Lipoprotein apheresis, sometimes called LDL apheresis, began at Harefield Hospital in November 2000. The team now treats 23 patients in a dedicated, state-of-the-art unit, one of only three designated centres in the UK.
The unit is located at the top of the main building of the hospital. Treatments take place Monday to Thursday with three to four patients being treated each day.
The unit welcomes patients from all over the UK and has treated people from Suffolk, Devon, Sussex and Kent. There is no designated catchment area, so any patients who fulfil the criteria should be referred to Dr Barbir.
What is lipoprotein apheresis?
Lipoprotein apheresis is a type of dialysis treatment. It is an ‘extracorporeal’ (blood taken outside the body) procedure which removes low-density lipoprotein (LDL) cholesterol from the blood. This is the ‘bad’ cholesterol, high levels of which increases the risk of people developing coronary artery disease (CAD).
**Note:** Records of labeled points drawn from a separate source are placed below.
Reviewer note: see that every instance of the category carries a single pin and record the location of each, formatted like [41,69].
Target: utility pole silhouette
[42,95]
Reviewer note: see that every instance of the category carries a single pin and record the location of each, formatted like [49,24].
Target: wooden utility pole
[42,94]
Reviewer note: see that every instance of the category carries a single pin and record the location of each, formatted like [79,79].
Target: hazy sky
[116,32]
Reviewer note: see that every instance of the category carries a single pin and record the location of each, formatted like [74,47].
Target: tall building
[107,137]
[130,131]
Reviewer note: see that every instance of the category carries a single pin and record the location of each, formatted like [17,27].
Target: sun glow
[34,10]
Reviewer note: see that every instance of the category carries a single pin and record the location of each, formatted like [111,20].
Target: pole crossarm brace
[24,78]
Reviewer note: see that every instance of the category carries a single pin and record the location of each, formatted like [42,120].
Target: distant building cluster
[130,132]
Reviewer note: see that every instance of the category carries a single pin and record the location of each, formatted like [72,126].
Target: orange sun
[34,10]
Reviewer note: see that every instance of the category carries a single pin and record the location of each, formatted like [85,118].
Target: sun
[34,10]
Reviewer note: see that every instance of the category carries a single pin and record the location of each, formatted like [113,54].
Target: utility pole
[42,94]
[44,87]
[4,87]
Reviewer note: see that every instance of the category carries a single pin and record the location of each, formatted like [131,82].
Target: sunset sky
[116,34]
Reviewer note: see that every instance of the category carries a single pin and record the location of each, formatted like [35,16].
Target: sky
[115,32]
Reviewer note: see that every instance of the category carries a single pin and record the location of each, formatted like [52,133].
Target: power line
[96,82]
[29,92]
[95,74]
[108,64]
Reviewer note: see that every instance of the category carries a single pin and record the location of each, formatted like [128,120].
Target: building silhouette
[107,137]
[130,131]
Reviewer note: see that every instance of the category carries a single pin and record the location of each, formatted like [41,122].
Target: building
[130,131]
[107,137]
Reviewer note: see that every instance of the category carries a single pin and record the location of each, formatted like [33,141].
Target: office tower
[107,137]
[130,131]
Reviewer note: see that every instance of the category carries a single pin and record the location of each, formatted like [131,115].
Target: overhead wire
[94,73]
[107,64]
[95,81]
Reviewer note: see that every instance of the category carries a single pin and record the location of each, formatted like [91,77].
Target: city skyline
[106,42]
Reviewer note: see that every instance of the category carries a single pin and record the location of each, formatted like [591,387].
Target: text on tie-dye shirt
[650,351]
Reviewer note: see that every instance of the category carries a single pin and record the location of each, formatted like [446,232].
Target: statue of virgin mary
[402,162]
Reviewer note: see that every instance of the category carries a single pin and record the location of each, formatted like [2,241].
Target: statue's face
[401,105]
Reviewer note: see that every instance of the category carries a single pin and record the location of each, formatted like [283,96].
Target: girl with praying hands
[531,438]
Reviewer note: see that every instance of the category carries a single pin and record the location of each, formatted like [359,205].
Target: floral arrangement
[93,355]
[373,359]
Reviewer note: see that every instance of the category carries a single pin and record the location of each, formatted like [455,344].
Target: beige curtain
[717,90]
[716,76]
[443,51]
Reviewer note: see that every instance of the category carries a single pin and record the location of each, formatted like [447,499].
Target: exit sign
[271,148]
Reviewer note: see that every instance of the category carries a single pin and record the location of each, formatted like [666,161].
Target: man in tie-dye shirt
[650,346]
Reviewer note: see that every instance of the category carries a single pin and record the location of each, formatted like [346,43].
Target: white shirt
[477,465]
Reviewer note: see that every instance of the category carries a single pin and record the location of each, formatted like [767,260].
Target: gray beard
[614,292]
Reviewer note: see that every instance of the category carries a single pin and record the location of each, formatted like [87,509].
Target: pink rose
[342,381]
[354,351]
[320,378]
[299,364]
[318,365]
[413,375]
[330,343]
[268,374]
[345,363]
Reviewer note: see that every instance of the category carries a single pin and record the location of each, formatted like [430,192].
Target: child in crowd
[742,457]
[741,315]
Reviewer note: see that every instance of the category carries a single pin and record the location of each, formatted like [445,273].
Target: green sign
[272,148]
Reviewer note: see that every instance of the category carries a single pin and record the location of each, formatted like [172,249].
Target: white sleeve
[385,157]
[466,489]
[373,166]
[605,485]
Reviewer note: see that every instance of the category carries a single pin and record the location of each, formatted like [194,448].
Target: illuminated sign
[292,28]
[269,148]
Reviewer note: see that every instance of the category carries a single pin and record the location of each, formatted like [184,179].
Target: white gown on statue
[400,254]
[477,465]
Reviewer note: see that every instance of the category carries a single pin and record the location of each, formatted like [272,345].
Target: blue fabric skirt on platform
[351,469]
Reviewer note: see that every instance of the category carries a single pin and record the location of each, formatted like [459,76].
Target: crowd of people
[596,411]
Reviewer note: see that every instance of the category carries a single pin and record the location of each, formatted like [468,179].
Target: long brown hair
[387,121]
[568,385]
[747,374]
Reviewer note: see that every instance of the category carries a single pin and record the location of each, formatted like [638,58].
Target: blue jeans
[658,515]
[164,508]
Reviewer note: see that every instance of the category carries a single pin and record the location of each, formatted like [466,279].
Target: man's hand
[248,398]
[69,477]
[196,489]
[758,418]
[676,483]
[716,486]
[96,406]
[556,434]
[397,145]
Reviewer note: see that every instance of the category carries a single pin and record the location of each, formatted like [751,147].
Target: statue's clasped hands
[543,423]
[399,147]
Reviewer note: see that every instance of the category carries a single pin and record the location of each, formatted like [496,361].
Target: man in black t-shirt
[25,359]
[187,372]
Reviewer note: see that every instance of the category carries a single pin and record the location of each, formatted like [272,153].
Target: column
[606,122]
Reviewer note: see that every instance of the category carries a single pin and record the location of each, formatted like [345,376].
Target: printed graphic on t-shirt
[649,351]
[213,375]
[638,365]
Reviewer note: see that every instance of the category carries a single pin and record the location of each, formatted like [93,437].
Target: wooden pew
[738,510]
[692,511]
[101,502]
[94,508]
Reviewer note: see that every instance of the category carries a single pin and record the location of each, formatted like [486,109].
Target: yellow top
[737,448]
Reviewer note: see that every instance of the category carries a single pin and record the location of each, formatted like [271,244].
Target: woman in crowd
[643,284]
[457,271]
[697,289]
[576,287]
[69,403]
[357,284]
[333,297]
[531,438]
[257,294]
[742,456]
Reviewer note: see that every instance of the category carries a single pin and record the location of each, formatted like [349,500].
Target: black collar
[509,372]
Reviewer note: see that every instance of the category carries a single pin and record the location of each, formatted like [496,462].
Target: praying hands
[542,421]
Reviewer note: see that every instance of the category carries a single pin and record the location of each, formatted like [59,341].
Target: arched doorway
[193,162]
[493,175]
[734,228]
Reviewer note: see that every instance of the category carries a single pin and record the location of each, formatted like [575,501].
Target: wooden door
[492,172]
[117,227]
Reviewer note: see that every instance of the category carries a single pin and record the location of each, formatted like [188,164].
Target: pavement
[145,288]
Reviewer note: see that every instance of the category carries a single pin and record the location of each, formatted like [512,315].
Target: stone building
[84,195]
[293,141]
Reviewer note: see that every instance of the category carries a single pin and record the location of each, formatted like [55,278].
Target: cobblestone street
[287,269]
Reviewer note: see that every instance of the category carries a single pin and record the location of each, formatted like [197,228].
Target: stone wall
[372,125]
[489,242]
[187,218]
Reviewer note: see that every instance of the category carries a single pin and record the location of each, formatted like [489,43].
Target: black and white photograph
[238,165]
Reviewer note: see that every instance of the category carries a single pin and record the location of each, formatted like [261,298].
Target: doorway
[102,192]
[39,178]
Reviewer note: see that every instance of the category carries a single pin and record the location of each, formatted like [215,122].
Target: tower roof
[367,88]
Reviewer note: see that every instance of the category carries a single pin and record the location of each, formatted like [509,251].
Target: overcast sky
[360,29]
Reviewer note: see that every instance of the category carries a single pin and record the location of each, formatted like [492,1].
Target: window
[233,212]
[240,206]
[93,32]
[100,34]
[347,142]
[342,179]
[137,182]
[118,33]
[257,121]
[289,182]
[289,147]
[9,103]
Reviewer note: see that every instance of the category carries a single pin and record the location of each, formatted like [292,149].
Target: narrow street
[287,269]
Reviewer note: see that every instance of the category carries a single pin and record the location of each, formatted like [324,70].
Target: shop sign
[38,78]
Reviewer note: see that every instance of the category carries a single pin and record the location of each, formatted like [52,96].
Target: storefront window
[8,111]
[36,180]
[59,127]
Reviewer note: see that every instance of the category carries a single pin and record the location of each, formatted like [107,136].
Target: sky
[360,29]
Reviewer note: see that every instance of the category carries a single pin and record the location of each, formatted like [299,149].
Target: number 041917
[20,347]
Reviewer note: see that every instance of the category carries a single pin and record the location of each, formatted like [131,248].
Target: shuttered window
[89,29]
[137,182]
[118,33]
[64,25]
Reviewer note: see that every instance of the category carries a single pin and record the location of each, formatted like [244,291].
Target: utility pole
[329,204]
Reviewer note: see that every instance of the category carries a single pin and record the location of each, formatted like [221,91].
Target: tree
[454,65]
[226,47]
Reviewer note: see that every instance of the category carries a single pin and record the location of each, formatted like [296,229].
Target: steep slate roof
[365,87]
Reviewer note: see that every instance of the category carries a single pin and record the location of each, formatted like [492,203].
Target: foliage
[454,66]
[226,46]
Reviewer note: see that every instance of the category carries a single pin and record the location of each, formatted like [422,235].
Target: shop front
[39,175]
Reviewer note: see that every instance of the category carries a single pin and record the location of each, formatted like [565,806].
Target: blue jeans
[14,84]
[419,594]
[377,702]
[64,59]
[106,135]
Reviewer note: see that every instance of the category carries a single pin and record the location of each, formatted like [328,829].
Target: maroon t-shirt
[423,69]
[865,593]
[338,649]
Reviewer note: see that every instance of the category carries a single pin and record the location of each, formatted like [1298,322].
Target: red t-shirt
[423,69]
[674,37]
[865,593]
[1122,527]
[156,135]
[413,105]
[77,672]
Lipoprotein apheresis is considered for those patients who, despite the maximum amount of drug treatment and a cholesterol lowering diet, still have a high LDL cholesterol level. Many of the patients who are treated have a genetic disorder of cholesterol metabolism called familial hypercholesterolaemia (FH).
The following patients should be considered for the treatment:
- Homozygote FH patients
- Heterozygote FH patients and patients with other forms of severe hypercholesterolaemia with progressive coronary heart disease and an LDL cholesterol level which remains >5.0mmol/L
- Patients with Lp(a) levels >600mg/L
How is lipoprotein apheresis performed?
Lipoprotein apheresis circulates a portion of the blood outside the body, passes it through a special adsorber column, which removes the LDL cholesterol and then returns the treated blood back to the patient. It also removes lipoprotein (a) and triglycerides but has only minimal affect on high-density lipoprotein (HDL), the ‘good’ cholesterol. The process is very similar to renal dialysis.
The treatment involves placing two needles (cannulae) into the patient’s veins - one to remove the blood and the other to return the treated blood. It is important that we can obtain sufficient blood flow for the machine to work effectively. Usually the veins in the arms are sufficient. If there are repeated problems with the veins we occasionally suggest formation of a shunt in the arm, similar to those used in patients having renal dialysis.